N-ras mutation in poorly differentiated thyroid carcinomas: correlation with bone metastases and inverse correlation to thyroglobulin expression

Codon 61 of the N-ras oncogene was screened for mutations in 99 surgically resected thyroid carcinomas by a polymerase chain resection (PCR)-based method (PCR-primer introduced restriction with enrichment of mutant alleles [PCR-PIREMA]). A point mutation of the N-ras oncogene at the codon 61 was detected in 16 of 99 (16.2%) thyroid carcinomas examined by this method. No RAS alteration was detected in the group of 11 medullary thyroid carcinomas, while 3 of 31 (10.0%) papillary carcinomas, 2 of 5 (40%) follicular carcinomas, 8 of 44 (18.2%) poorly differentiated carcinomas, and 3 of 5 (60%) undifferentiated carcinomas showed an activation of N-RAS proto-oncogene. Interestingly, two primary follicular tumors and their corresponding bone metastases, showed N-ras mutations.

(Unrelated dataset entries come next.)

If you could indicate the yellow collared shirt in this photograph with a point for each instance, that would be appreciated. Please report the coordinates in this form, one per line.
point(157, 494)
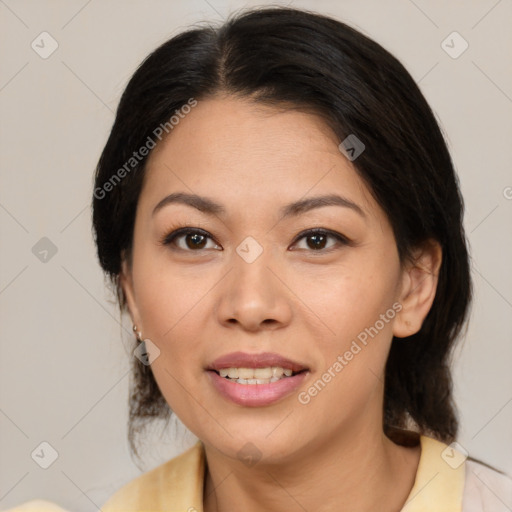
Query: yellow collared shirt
point(445, 482)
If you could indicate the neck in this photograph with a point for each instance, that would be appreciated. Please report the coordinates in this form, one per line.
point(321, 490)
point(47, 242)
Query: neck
point(363, 471)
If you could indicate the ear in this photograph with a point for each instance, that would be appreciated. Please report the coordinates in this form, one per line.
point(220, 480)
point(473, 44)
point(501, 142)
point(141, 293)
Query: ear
point(126, 282)
point(419, 285)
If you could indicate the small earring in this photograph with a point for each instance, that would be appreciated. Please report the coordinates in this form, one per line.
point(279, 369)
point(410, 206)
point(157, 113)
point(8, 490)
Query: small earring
point(138, 334)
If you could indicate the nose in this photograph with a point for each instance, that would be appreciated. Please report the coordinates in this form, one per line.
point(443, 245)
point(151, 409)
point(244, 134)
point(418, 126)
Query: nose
point(252, 297)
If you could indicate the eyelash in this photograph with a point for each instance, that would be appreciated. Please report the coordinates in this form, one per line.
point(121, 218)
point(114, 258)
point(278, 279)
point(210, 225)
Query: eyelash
point(171, 237)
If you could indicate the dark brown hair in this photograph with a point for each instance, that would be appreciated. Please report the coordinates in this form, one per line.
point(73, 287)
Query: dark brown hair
point(299, 59)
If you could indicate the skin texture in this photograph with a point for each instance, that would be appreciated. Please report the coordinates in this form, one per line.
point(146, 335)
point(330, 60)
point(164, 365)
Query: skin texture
point(303, 303)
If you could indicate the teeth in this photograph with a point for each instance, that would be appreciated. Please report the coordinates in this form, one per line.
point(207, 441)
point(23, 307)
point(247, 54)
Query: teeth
point(256, 375)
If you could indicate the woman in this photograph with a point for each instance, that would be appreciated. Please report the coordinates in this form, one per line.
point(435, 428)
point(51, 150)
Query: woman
point(279, 213)
point(292, 251)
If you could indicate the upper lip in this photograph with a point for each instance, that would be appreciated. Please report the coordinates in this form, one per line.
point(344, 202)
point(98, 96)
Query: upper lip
point(262, 360)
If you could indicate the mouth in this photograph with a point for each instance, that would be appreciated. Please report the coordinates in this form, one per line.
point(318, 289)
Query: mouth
point(256, 379)
point(251, 376)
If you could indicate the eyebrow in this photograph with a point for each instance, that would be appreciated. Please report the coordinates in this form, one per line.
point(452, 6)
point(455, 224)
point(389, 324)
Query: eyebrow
point(210, 207)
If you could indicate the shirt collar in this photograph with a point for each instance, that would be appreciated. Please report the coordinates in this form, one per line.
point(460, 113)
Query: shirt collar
point(178, 484)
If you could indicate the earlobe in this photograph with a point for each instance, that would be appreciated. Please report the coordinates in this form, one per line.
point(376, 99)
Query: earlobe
point(419, 285)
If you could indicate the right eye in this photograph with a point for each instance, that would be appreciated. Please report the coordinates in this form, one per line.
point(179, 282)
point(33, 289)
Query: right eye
point(189, 239)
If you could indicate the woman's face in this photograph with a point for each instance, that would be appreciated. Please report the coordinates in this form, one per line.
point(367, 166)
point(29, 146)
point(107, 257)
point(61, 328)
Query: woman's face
point(249, 279)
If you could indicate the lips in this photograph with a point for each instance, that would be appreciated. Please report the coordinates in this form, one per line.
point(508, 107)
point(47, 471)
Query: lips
point(261, 360)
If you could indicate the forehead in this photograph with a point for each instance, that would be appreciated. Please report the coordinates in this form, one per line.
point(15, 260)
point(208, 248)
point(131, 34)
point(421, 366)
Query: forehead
point(245, 150)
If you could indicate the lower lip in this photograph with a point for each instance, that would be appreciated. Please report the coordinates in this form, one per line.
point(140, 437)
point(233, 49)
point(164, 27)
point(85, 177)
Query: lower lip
point(256, 395)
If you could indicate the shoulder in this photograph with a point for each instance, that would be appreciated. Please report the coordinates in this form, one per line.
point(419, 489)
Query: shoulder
point(177, 483)
point(485, 489)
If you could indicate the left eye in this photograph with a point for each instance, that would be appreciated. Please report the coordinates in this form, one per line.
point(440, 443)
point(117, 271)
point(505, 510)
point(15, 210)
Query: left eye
point(319, 240)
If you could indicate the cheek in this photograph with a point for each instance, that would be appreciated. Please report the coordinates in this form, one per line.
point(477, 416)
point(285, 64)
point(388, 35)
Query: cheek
point(350, 298)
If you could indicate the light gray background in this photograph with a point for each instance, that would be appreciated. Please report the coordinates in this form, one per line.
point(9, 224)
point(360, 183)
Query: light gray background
point(64, 361)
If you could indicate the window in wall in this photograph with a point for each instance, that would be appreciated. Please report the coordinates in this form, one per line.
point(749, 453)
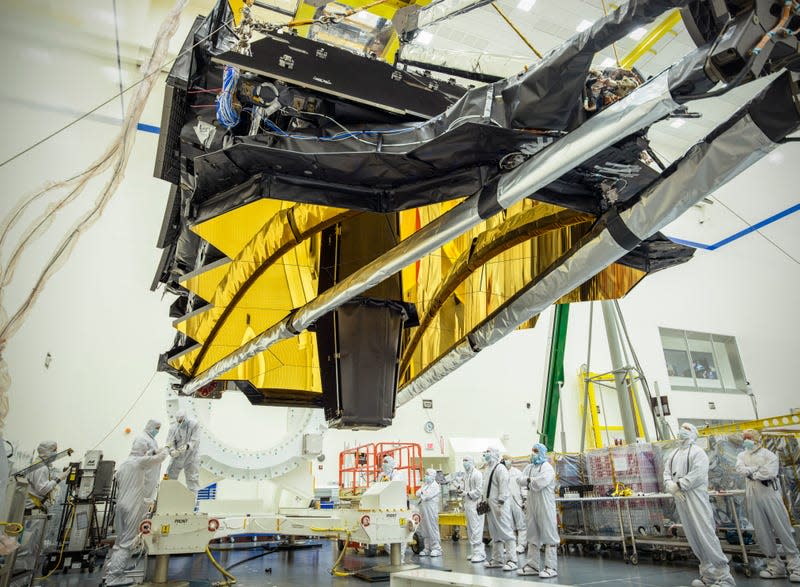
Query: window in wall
point(699, 361)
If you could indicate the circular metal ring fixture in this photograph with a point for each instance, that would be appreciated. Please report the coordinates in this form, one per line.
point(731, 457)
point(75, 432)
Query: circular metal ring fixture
point(231, 462)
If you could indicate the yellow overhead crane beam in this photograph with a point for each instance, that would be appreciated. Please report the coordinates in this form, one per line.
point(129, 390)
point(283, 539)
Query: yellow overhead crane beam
point(651, 38)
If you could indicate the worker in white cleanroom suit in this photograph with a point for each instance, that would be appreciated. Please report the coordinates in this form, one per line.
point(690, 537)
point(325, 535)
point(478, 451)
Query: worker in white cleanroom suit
point(42, 493)
point(686, 478)
point(539, 478)
point(429, 498)
point(765, 508)
point(153, 473)
point(388, 470)
point(501, 530)
point(517, 515)
point(131, 509)
point(183, 442)
point(473, 488)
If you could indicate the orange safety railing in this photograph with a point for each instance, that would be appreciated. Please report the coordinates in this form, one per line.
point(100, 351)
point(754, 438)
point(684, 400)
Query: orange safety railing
point(357, 469)
point(361, 466)
point(408, 460)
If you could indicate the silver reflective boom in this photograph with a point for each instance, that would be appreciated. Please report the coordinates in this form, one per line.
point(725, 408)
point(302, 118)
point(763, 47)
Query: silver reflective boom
point(640, 109)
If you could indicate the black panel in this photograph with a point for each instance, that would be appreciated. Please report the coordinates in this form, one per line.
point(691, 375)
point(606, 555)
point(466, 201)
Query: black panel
point(368, 364)
point(363, 239)
point(331, 71)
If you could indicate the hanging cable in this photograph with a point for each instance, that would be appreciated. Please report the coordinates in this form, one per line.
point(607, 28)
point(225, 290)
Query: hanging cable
point(112, 98)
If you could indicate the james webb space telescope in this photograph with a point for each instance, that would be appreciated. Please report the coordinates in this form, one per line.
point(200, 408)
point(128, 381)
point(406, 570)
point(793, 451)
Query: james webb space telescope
point(342, 232)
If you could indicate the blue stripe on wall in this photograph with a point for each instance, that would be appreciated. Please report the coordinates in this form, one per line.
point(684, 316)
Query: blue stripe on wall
point(728, 240)
point(147, 128)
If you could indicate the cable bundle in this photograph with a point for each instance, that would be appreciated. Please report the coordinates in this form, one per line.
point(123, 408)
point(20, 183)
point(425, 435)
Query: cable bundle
point(227, 114)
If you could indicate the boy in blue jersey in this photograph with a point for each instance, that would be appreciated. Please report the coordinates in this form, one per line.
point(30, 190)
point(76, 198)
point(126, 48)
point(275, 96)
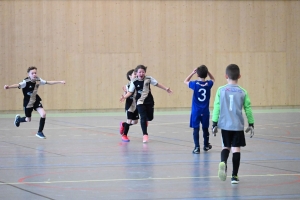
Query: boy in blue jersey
point(200, 105)
point(227, 115)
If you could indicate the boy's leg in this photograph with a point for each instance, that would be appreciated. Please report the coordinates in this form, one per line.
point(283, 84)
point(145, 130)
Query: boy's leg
point(196, 140)
point(236, 157)
point(42, 113)
point(146, 114)
point(143, 116)
point(238, 141)
point(19, 119)
point(222, 173)
point(226, 139)
point(205, 125)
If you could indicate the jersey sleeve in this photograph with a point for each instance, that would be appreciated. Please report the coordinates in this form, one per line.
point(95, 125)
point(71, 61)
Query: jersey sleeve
point(131, 87)
point(153, 81)
point(216, 111)
point(248, 109)
point(42, 82)
point(22, 84)
point(210, 83)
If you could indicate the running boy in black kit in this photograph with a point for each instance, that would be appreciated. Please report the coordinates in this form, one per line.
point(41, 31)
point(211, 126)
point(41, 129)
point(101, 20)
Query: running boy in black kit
point(32, 100)
point(144, 98)
point(130, 108)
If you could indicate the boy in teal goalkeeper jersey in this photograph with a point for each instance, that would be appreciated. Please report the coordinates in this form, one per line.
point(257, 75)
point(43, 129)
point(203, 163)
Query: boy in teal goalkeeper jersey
point(227, 115)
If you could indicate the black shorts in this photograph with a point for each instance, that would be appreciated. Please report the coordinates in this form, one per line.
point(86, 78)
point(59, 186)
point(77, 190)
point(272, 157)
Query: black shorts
point(36, 105)
point(133, 115)
point(146, 111)
point(233, 138)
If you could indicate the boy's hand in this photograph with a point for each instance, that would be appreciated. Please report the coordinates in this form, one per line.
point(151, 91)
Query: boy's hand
point(169, 90)
point(122, 98)
point(215, 128)
point(251, 129)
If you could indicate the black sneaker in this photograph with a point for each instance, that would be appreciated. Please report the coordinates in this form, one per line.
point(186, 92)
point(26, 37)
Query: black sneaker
point(235, 180)
point(40, 135)
point(222, 173)
point(17, 120)
point(206, 148)
point(196, 150)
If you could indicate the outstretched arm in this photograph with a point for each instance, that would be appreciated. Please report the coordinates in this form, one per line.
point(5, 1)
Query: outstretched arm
point(164, 88)
point(187, 80)
point(6, 87)
point(55, 82)
point(211, 76)
point(123, 97)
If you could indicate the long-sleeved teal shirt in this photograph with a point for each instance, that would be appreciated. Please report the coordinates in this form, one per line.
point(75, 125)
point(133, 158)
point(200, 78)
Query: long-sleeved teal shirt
point(229, 102)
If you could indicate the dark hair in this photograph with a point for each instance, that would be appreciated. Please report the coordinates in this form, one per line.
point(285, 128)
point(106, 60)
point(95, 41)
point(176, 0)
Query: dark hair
point(233, 72)
point(31, 68)
point(129, 74)
point(202, 71)
point(140, 67)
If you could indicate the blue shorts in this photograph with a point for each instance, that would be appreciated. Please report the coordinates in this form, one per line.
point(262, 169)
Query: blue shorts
point(195, 120)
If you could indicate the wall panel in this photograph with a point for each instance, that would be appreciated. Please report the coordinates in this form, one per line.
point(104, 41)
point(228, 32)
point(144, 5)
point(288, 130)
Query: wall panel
point(92, 44)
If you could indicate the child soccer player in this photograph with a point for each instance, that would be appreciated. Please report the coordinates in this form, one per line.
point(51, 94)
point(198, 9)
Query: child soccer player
point(32, 100)
point(144, 98)
point(227, 115)
point(130, 108)
point(200, 105)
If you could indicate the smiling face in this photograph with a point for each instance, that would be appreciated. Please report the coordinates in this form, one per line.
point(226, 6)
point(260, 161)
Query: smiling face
point(132, 76)
point(141, 74)
point(32, 74)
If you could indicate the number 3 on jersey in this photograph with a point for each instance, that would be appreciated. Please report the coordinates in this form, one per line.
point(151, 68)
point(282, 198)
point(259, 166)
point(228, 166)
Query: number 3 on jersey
point(202, 96)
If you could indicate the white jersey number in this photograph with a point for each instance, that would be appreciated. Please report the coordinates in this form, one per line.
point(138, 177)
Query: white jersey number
point(203, 92)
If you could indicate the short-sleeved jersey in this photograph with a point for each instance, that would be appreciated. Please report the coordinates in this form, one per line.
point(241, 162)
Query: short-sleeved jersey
point(142, 87)
point(228, 106)
point(130, 104)
point(201, 96)
point(28, 87)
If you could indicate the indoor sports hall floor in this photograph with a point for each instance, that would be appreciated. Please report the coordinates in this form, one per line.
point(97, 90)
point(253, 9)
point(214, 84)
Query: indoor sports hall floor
point(83, 158)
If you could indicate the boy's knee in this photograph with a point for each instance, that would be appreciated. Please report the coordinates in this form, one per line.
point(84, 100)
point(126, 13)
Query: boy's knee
point(134, 122)
point(43, 115)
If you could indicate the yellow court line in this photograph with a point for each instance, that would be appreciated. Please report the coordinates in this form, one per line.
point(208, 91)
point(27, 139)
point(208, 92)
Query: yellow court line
point(141, 179)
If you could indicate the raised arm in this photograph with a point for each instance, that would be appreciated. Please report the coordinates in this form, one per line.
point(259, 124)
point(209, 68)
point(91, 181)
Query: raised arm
point(55, 82)
point(123, 97)
point(187, 80)
point(164, 88)
point(6, 87)
point(211, 76)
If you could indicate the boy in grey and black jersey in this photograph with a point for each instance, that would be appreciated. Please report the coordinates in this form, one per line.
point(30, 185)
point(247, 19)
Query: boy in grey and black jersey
point(130, 108)
point(230, 100)
point(32, 101)
point(144, 98)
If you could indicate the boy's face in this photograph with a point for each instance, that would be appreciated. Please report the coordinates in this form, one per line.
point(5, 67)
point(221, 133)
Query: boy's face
point(132, 76)
point(32, 74)
point(141, 74)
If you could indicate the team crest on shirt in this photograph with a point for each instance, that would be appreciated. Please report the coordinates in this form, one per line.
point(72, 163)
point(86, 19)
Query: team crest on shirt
point(202, 84)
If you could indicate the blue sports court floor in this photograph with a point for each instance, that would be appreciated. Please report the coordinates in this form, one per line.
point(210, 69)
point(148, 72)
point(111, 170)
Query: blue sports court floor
point(83, 158)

In the same cases we evaluated the expression of thyroglobulin by immunohistochemical analysis. Although the majority of well-differentiated carcinomas expressed a high level of thyroglobulin, the expression of the same antigen was absent or only occasional weakly positive in 33 of 44 poorly differentiated carcinomas. Interestingly, N-ras mutation was restricted to the group of tumours with low or absent thyroglobulin expression, suggesting that this genetic change is prevalent in less differentiated tumors.